Any process unlucky enough to be in the swapoff() system call (which removes a swap file from the system) will be selected to be killed first. For the rest, the initial memory size becomes the original badness score of the process. Half of each child's memory size is added to the parent's score if they do not share the same memory. Thus forking servers are the prime candidates to be killed. Having only one "hungry" child will make the parent less preferable than the child. Finally, the following heuristics are applied to save important processes:

if the task has nice value above zero, its score doubles
superuser or direct hardware access tasks (CAP_SYS_ADMIN, CAP_SYS_RESOURCE or CAP_SYS_RAWIO) have their score divided by 4. This is cumulative, i.e., a super-user task with hardware access would have its score divided by 16.
if OOM condition happened in one cpuset and checked task does not belong to that set, its score is divided by 8.
the resulting score is multiplied by two to the power of oom_adj (i.e. points <<= oom_adj when it is positive and points >>= -(oom_adj)otherwise).

The task with the highest badness score is then selected and its children are killed. The process itself will be killed in an OOM situation when it does not have children.

Shifting OOM-killing policy to user-space

/proc/<pid>/oom_score is a dynamic value which changes with time, and is not flexible with different and dynamic policies required by the administrator. It is difficult to determine which process will be killed in case of an OOM condition. The administrator must adjust the score for every process created, and for every process which exits. This could be quite a task in a system with quickly-spawning processes. In an attempt to make OOM-killer policy implementation easier, a name-based solution was proposed by Evgeniy Polyakov. With his patch, the process to die first is the one running the program whose name is found in /proc/sys/vm/oom_victim. A name based solution has its limitations:

task name is not a reliable indicator of true name and is truncated in the process name fields. Moreover, symlinks to executing binaries, but with different names will not work with this approach
This approach can specify only one name at a time, ruling out the possibility of a hierarchy
There could be multiple processes of the same name but from different binaries.
The behavior boils down to the default current implementation if there is no process by the name defined by /proc/sys/vm/oom_victim. This increases the number of scans required to find the victim process.

Alan Cox disliked this solution, suggesting that containers are the most appropriate way to control the problem. In response to this suggestion, theoom_killer controller, contributed by Nikanth Karthikesan, provides control of the sequence of processes to be killed when the system runs out of memory. The patch introduces an OOM control group (cgroup) with an oom.priority field.

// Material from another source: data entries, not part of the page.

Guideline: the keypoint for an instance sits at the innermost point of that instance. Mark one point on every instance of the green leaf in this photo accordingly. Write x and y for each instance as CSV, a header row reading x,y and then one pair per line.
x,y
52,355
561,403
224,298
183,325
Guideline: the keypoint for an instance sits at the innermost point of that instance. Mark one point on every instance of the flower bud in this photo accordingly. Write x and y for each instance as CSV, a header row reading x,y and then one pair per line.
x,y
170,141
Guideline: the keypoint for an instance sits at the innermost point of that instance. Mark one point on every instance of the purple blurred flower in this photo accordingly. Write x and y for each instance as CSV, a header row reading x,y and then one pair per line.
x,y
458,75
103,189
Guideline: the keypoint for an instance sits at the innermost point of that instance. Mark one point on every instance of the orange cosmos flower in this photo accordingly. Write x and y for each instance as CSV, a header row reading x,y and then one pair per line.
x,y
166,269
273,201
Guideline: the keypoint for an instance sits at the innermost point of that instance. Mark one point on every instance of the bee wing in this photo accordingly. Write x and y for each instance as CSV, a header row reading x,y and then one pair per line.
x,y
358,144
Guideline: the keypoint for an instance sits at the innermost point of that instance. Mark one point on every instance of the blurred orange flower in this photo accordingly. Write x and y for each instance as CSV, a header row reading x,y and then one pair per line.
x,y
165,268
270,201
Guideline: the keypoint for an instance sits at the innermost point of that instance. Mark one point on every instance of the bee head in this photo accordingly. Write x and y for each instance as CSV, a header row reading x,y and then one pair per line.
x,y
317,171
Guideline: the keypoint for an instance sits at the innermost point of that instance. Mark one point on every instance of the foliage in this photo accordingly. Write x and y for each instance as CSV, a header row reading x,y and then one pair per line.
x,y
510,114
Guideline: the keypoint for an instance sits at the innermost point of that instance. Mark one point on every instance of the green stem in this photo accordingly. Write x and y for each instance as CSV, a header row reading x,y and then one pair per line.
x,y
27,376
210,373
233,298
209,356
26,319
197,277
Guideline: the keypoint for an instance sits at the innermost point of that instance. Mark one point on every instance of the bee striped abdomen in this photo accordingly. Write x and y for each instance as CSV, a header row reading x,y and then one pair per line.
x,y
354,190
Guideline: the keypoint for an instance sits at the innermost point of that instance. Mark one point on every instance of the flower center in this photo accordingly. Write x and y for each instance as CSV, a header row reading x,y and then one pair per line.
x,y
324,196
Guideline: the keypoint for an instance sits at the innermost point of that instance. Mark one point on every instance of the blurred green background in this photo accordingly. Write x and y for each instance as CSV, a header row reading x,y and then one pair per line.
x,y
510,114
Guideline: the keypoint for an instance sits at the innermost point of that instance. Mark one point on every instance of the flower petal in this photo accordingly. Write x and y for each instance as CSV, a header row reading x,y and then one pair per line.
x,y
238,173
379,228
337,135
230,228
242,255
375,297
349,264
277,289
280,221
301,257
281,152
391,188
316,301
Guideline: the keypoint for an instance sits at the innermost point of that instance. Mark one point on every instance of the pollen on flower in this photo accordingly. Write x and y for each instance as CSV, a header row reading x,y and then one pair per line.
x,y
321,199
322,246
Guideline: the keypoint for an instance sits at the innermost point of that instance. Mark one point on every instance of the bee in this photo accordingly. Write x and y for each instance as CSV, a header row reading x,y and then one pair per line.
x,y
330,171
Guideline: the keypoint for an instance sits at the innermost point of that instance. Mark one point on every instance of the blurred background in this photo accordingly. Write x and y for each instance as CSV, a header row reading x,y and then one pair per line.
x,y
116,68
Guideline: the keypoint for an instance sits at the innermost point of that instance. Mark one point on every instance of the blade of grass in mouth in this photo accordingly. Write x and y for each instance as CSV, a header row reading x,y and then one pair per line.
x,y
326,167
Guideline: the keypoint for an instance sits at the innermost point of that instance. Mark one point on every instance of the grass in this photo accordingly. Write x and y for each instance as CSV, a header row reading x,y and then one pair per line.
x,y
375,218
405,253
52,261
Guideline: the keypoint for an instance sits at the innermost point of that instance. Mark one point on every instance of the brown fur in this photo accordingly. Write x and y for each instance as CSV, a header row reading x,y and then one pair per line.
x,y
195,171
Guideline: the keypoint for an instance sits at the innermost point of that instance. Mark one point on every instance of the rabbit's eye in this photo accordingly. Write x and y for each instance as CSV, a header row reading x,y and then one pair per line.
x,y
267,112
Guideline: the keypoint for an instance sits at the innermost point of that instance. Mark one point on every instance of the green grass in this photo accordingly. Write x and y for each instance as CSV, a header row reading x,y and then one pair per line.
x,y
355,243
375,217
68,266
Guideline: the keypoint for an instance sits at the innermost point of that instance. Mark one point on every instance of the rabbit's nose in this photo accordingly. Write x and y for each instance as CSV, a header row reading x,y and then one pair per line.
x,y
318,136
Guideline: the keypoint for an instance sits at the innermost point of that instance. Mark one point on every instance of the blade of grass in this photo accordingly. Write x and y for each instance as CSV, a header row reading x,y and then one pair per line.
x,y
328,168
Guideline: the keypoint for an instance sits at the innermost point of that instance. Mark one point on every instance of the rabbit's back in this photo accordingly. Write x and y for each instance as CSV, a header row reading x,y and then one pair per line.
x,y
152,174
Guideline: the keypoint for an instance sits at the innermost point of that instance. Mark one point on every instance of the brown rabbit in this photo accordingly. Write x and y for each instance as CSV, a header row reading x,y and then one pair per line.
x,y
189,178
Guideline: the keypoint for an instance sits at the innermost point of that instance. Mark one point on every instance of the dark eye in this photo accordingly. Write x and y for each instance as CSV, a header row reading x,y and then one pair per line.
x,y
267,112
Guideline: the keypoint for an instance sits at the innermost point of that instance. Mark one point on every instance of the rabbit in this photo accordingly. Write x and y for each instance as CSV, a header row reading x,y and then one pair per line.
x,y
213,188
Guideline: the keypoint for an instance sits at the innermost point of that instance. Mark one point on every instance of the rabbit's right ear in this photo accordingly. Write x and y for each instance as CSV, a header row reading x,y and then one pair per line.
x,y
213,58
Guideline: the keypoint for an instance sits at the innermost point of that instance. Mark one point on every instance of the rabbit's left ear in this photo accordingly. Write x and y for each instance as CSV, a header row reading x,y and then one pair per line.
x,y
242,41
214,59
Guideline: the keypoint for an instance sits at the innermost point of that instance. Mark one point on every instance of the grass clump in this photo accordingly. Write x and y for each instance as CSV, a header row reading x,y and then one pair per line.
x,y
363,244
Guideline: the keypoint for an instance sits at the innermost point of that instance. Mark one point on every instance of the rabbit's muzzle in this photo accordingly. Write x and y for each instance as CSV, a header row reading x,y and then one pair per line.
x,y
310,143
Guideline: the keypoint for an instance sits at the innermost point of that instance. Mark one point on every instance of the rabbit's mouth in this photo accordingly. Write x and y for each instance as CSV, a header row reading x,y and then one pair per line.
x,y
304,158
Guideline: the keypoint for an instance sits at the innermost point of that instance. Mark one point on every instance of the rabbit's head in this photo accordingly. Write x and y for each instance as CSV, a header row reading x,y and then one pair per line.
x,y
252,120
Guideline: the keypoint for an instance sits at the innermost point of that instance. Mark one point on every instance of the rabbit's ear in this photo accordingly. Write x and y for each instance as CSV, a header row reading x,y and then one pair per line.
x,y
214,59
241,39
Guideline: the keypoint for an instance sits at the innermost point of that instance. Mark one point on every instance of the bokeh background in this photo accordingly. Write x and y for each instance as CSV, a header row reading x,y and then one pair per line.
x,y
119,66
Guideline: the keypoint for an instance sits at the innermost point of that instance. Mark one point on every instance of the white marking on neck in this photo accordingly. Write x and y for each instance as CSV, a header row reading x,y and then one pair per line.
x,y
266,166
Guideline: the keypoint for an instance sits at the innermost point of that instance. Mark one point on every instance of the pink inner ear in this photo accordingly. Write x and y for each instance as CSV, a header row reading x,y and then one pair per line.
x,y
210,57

The process to be killed is selected from the processes having the highest oom.priority value.

To take control of the OOM-killer, mount the cgroup OOM pseudo-filesystem introduced by the patch:

    # mount -t cgroup -o oom oom /mnt/oom-killer

The OOM-killer directory contains the list of all processes in the file tasks, and their OOM priority in oom.priority. By default, oom.priority is set to one.

If you want to create a special control group containing the list of processes which should be the first to receive the OOM killer's attention, create a directory under /mnt/oom-killer to represent it:

    # mkdir lambs

Set oom.priority to a value high enough:

    # echo 256 > /mnt/oom-killer/lambs/oom.priority

oom.priority is a 64-bit unsigned integer, and can have a maximum value an unsigned 64-bit number can hold. While scanning for the process to be killed, the OOM-killer selects a process from the list of tasks with the highest oom.priority value.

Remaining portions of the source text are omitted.